Further scaremongering reporting from the media as customers queued around the block to empty their accounts before (so they feared) their savings evaporated evoked the panic at George Bailey’s Building and Loan bank in ‘It’s A Wonderful Life’; it seemed as though the collapse of Northern Rock was becoming a self-fulfilling prophesy as the public believed the hype and sought to withdraw every penny they had stored in the bank’s coffers.
This remarkable event should have been anticipated by Gordon Brown; after all, he’d only ceased to be Chancellor for three months before Northern Rock’s dramatic downfall leapt from the financial section of the papers to the front page. But Alistair Darling was now in charge of the nation’s purse-strings and accusations of responsibility for a financial crisis that may have had its genesis on Gordon Brown’s watch were met with an effective ‘It weren’t me, Guv’. The Government observed from the sidelines as two unsuccessful attempts to rescue Northern Rock came to nothing and then belatedly intervened by taking the bank into state ownership.
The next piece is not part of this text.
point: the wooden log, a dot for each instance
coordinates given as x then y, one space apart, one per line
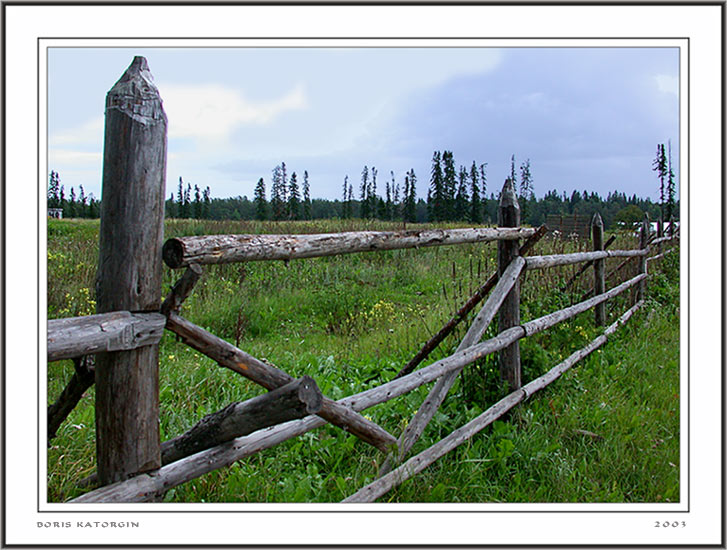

It was ironic that a party that had spent the best part of fifteen years dispensing with the nationalisation programme that had been integral to its constitution since its inception should have to end its days in Government nationalising the one industry that had always prided itself on its independence from the state; but once Northern Rock was pulled back from the precipice by nationalisation, the legacy of living beyond one’s means began to spread.
If Gordon Brown imagined slipping into Tony Blair’s shoes would be achieved without the need for a shoe-horn merely because he’d had his beady eye on those shoes for ten years, then the honeymoon period that had raised his popularity high enough for him to have won the autumn Election he’d baulked at calling was short-lived indeed. The Northern Rock debacle would act as the harbinger of an economic meltdown that would dog Brown throughout what would turn out to be the brief tenure of his premiership. Northern Rock was no one-off drama that could be glossed over as an aberration from the prosperous state of affairs Brown had overseen during his residence at No.11.
The global markets were sliding towards recession in 2007, and Britain, saddled with debts accumulated during the Blair boom years – a boom that had benefitted everyone from the million-pound bonus banker at the top to the designer-clad Chav at the bottom – was poised to pay the price for its reckless dependency on credit. A decade later, with the average British salary the same as the average British consumer debt per person (£28,000), the country is still paying the price.